Oh yeah, with regards to the idea of putting them in one crib -- we haven't tried. They're still prone to pinching and scratching each other, and flop around like a fish out of water while they're sleeping, so we've avoided it so far.
Hi K,
You must be getting tired of hearing everyone else's words of wisdom...sorry, here are mine as well!!
I remember all too well going through this with my kids. It is never easy to put your child down in a room and listen to them scream and cry. I remember thinking that they would never figure it out, and that we would never be able to see the process through to the end, but we all did. Eventually the bouts of crying got shorter and shorter, until we finally reached a time when they would fall asleep on their own, without too much fuss…most nights! I must admit though, that on any given night you never knew what you might get…even weeks (or months) later they would often fuss a little until they would settle down…I don’t think it is ever as neat and tidy a process as they write in the parenting books. And like you said, no kid likes to be left alone to go to sleep. Heck, most kids don‘t like being told to go to sleep, period!
Now, none of my experience is with adopted babies, so of course the many varied theories and your circumstances are most likely completely different than mine were. However, I would imagine that, since you are dealing with 2 babies at once, it is inevitable that there will be times when at least one of them will have to be left to cry. For sure when it is only either you or E’s dad at home at the time…after all, you only have two hands each! Given that, I would encourage you to not throw in the towel on this too soon if you feel it might be right for you…I am sure that the more independent they get at being left alone in their cribs and hopefully falling asleep on their own, the better things will be for all four of you. No one knows the girls better than you, and no one knows what will work best for your family -- trust your instincts! Good luck.

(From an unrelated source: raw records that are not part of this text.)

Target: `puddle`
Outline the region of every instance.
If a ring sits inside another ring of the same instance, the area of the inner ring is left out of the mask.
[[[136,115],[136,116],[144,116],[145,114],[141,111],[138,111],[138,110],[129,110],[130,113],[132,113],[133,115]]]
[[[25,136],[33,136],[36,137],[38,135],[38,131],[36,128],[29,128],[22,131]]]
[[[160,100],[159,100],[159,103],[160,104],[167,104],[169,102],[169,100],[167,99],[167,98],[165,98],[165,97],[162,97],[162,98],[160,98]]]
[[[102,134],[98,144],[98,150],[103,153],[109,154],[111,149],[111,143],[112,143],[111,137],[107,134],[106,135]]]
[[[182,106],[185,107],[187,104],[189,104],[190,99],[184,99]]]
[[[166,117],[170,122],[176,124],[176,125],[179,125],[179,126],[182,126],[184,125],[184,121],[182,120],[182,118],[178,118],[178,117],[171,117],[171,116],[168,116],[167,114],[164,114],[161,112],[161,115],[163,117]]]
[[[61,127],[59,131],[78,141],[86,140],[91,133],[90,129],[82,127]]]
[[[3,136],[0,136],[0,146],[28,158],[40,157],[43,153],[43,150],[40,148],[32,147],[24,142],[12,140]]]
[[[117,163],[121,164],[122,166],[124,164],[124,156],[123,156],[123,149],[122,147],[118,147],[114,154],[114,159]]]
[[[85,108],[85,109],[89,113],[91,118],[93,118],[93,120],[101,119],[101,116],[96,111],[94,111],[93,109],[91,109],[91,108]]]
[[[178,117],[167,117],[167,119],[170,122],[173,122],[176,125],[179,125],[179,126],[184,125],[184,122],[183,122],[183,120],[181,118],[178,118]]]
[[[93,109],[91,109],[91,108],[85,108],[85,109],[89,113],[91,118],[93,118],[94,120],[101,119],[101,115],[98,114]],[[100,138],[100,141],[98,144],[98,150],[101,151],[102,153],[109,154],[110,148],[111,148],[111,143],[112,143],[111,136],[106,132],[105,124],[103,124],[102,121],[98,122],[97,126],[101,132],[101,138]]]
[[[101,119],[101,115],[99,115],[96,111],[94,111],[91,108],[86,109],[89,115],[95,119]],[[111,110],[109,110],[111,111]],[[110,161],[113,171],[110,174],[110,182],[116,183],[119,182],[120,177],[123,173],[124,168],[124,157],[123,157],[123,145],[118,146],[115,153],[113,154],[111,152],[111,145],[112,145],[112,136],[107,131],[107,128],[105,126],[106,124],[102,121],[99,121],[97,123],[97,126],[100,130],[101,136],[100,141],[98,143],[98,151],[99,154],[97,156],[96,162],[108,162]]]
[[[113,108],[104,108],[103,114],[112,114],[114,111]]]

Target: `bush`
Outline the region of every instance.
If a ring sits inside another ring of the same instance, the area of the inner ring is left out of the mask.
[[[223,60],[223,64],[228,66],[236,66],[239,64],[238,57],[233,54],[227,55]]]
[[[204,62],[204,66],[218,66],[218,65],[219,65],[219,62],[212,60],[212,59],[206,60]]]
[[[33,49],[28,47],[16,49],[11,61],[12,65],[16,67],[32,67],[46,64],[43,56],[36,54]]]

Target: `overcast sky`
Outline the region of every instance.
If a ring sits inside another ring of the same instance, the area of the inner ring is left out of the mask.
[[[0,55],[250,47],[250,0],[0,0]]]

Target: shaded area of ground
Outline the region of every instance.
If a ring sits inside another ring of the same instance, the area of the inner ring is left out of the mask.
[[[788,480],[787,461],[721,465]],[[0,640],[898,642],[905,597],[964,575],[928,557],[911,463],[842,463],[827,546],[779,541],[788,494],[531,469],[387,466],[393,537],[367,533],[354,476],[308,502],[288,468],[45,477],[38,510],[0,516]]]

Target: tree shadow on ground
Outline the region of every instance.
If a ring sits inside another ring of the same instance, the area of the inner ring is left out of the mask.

PS - Hope all goes well for you on your big day today!
PF
OK, now it is my turn.....
If I didn't let D cry it out a bit at night (yes, as long as 45 minutes sometimes), I am sure I would still be getting up 5 times a night with him. Children have to learn how to comfort themselves and fall asleep on their own. The child that I thought would never sleep is now a very good sleeper and very happy to be put in his bed at night.
Good luck...
SP
Okay, so we have now had two nights of both girls sleeping through the night! Yeah! And on the other nights, so far at least, only one of them has woken up, and only once, and only for a few minutes. It's great.
And with regards to putting them to bed. The screaming has let us some. They generally now are asleep in about 15 or 20 minutes, and the screaming really only lasts for less than 5 minutes. After that it is generally a bit of crying, a bit of babbling, and the occasional yell.
I've switched to having only one nap per day, and so they are more tired when they are going to their cribs to either nap and to go to bed, so they're asleep quicker.
K...
Hi K&C,
Well, I did say to keep trying different things until you find something that works for your family & girls. If this is it, then fine.
But I'm glad to hear it's usually no more than 5 minutes of screaming, followed by other stuff. I think my main reaction was to the ida of 45 minutes of screaming on a nightly basis. That would be a sign (IMHO) it wasn't working. But 5 minutes followed by calming down and sleep would seem to indicate it is working. Good for you.
Q (T's mom)
Hi again Q -- yes, it seems to be working for us. I think it may have helped, too, that I've switched them to one nap per day. They both slept through the night again last night (two nights in a row!)and last night and today at nap time, they were asleep within 7 minutes of going into their cribs. I'm liking this a lot!